You would think that a lifetime spent as an exorcist would have prepared Father Mundo for everything, that someone who can bind the very spawn of Hell should be able to handle anything else with relative ease. You would be wrong.
You see, Father Mundo comes from a family of priests and when his uncle expires in the midst of some extra curricular play time with a parish nun his dying request is that Father Mundo take over his church. And so off he goes, the exorcist's life traded in for parish ministry and Father Mundo given specific instructions from the Bishop that he has to let his new flock know who's boss. Take charge. Make an impression. And given that the next major church event is the annual Christmas play - the Pastorela of the title - Mundo makes an impression by re-casting the entire play.

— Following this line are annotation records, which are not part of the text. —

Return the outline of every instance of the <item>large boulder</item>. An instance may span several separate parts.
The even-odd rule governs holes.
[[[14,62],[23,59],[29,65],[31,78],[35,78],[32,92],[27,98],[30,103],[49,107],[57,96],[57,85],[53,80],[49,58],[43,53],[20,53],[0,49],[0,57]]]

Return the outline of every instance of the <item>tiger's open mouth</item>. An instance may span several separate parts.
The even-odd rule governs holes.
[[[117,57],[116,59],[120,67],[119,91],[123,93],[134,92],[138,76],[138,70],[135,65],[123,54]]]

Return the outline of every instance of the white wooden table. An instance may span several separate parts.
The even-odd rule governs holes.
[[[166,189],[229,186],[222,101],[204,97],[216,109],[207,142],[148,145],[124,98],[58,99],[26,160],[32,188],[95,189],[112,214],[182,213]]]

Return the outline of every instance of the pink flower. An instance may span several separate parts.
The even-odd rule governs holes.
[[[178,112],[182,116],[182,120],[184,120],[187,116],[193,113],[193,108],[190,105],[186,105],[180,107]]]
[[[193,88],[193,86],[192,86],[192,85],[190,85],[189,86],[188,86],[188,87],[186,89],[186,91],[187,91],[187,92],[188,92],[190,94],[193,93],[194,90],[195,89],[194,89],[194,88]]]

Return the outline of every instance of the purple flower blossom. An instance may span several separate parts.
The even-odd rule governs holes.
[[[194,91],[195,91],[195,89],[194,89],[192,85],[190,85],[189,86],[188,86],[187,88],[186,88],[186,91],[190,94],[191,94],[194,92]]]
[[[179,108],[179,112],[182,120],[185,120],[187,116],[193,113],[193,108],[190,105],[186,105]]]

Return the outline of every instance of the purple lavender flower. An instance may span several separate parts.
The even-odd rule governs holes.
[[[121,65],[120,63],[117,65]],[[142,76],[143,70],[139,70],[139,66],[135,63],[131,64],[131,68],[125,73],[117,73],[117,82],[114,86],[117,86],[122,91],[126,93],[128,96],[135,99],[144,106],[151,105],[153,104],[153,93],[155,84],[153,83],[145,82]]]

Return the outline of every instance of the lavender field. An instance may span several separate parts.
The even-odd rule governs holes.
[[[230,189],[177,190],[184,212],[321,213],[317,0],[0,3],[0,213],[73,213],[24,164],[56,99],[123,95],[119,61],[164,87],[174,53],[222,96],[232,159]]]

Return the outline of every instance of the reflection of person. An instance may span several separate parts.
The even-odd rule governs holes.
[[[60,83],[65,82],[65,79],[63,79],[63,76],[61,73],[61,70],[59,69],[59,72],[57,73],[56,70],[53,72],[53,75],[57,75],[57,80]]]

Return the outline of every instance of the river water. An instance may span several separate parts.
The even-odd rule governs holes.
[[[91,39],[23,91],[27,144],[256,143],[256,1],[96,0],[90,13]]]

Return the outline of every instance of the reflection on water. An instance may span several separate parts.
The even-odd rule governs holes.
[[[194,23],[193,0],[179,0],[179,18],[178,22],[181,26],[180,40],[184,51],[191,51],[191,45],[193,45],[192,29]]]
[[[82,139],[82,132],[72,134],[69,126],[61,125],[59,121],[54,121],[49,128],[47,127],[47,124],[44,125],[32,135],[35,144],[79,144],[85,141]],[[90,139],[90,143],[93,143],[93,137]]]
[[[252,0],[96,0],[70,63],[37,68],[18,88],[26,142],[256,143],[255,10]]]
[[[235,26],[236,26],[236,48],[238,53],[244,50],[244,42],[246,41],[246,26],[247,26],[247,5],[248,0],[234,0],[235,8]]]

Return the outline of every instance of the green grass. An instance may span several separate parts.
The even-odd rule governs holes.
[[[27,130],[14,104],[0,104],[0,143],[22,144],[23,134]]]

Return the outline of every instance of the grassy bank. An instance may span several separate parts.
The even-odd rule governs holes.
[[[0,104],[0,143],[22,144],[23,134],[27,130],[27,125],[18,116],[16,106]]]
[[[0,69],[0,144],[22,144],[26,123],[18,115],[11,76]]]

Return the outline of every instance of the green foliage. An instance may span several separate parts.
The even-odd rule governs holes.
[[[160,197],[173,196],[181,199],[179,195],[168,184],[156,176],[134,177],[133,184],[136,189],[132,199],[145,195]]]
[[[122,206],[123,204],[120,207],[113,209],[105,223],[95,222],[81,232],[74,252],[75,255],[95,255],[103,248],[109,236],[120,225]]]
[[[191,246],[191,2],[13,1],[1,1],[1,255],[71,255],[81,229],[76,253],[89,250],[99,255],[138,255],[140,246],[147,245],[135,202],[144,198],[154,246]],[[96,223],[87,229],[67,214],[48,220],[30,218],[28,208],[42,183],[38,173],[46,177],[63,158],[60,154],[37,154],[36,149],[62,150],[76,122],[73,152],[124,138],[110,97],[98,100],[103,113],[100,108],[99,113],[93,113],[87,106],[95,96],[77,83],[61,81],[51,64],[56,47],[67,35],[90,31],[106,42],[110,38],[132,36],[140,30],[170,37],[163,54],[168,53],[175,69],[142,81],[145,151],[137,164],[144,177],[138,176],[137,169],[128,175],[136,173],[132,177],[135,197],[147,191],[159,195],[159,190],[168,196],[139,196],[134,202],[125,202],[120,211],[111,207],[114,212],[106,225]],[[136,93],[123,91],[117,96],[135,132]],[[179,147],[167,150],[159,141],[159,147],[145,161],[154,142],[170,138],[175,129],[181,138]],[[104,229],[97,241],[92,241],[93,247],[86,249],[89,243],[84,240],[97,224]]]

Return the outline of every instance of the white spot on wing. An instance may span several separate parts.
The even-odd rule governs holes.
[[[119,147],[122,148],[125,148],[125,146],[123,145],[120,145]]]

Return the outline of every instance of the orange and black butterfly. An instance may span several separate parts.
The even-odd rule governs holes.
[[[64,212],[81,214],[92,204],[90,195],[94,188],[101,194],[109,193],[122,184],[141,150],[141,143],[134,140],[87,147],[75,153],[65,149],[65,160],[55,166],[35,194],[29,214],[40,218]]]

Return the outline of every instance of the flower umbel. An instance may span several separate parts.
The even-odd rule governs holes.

What he failed to take into account was Chucho.
A fearsome man, the leader of an elite police squad, Chucho loves the annual pastorela. He lives for it. He basks in the glow of playing the Devil - the most glamorous role in the entire affair. He's filled the part for years and has it down pat. He plans his vacation time around it. He's even made his own costume. And now the part has been given to his best friend instead. Chucho is Not Happy.
This will prove to be a problem for Father Mundo because in addition to playing The Devil, Chucho ... well, Chucho sort of is The Devil.
An irreverent comedy laced with action and horror elements, Pastorela is the second feature film from writer-director Emilio Portes. And Portes is clearly one to watch. A shockingly fresh voice in an industry prone to turning out ultra serious arthouse films, Portes fills his work with energy and style, gleefully tweaking the nose of the city and culture that he clearly loves. He's a sort of merry prankster, a happier and slightly more mainstream Mexican answer to Spain's Alex De Le Iglesia.
Pastorela is a film that delights in a good gag, both of the visual and spoken variety, and manages the difficult task of balancing disparate visual elements and styles with seeming ease. Helping greatly are his experienced and charismatic cast, particularly the menacing Joaquin Cosio as Chucho and Carlos Cobos as Father Mundo.
While Pastorela shows its limits here and there it is an enormously fun time from a hugely talented young director.
[Pastorela opens in limited release - with English subtitles - across the US on Friday.]